Only few studies have investigated the effects of occlusion on peri-implantitis. Two studies have reported that traumatic occlusion and occlusal overload may accelerate marginal bone loss around implants when accompanied by peri-implant inflammation.4, 5 Indeed, occlusal stabilization has been shown to improve clinical periodontal parameters and bone fill during the implant maintenance period.6, 7

We retrospectively evaluated two cases of peri-implant bone recovery achieved through non-surgical treatment and occlusal improvement. The study protocol was approved by the appropriate Institutional Review Board (BOHUN IRB No. 2019-12-006) and conducted in accordance with the Declaration of Helsinki, 1975, and its later revisions.

Ⅱ. Case Report

1. Case 1

A 66-year-old patient visited the Department of Prosthodontics at the Veterans Health Service Medical Center with a history of placement of multiple implants at another clinic and a complaint of a frequently fractured maxillary anterior prosthesis (Fig. 1). The loss of supporting bone around the implant replacing the mandibular left second molar was observed on a panoramic radiograph. After evaluating the presence of occlusal disharmony, the fabrication of new prostheses was planned for the mandibular right and left posterior regions, as well as the maxillary anterior and right posterior regions. The patient was referred to the Department of Periodontology for pre-prosthetic surgical procedures (crown lengthening of the maxillary left premolars, extraction of the maxillary left canine, and removal of fractured implants from the regions of the maxillary right incisor and canine). Additionally, placement of implants was planned in the maxillary right and left canine regions, while the implant placed in the mandibular left second molar region was evaluated for peri-implant bone loss. This implant was diagnosed with peri-implantitis with deep pockets and bleeding on probing; the implant abutment was in contact with the opposing tooth, and prosthetic restorations were not retained because of recurrent fractures and chipping of porcelain (Figs. 1, 2A, 2B, 2C).

https://static.apub.kr/journalsite/sites/kaomi/2021-025-01/N0880250105/images/kaomi_25_01_05_F1.jpg
Fig. 1.

Panoramic radiograph of Case 1 at baseline. Yellow arrows show marginal bone levels.
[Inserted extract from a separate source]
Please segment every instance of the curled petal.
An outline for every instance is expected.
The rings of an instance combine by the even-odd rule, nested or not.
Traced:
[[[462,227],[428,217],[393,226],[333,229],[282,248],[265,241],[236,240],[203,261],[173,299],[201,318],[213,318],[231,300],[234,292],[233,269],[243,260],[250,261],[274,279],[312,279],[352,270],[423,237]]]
Only non-surgical therapy was provided, and periodic professional cleaning was performed during the provisional restoration, which was provided by a prosthodontist for stabilization of the increased vertical dimension. The mandibular left second molar implant was excluded from the provisional prosthesis due to poor prognosis (Figs. 2D, 2E, 2F). However, all teeth were treated with an ultrasonic scaler (IP1 tip, Satelec, France) and subgingival irrigation was performed with 0.12% chlorhexidine gluconate (Hexamedine, Bukwang, Korea). Furthermore, oral hygiene instructions were provided after each visit, and appropriate systemic antibiotics were prescribed. We observed recovery of the marginal bone in radiographs and improvements in clinical parameters at the 3-year follow-up (Figs. 2G, 2H, 2I, 3).

https://static.apub.kr/journalsite/sites/kaomi/2021-025-01/N0880250105/images/kaomi_25_01_05_F2.jpg
Fig. 2.

Clinical photographs of Case 1. (A) Right lateral view at first visit. (B) Frontal view at first visit. (C) Left lateral view at first visit. The mandibular left second molar implant abutment is in contact with the opposing tooth, and prosthetic restorations are not retained because of recurrent fractures and chipping of porcelain. (D) Right lateral view in provisional stage. (E) Frontal view in provisional stage. (F) Left lateral view in provisional stage. (G) Right lateral view at 3-year follow-up. (H) Frontal view at 3-year follow-up. (I) Left lateral view at 3-year follow-up.

https://static.apub.kr/journalsite/sites/kaomi/2021-025-01/N0880250105/images/kaomi_25_01_05_F3.jpg
Fig. 3.

Panoramic radiograph of Case 1 at 3-year follow-up. Yellow arrows show marginal bone levels.

2. Case 2

A 65-year-old patient presented with mobility of the bilateral maxillary posterior teeth. Clinical examination revealed alveolar bone resorption and impaired masticatory function. The mandibular right first molar and left second molar implants were diagnosed with peri-implantitis as funnel-shaped crestal bone loss was observed around the implants on examination of clinical parameters and radiographs (Fig. 4A). These implants received a non-surgical treatment similar to that administered in Case 1. After a full-mouth rehabilitation was planned for restoring occlusal harmony, the implants were placed in the maxillary right and left posterior edentulous regions and the mandibular anterior region, while the prostheses supported by the mandibular posterior implants on both sides were modified without fabrication of new prostheses. Recovery of the marginal bone was observed on radiographs, and improvements in clinical periodontal parameters were documented at the 6-year follow-up (Fig. 4B).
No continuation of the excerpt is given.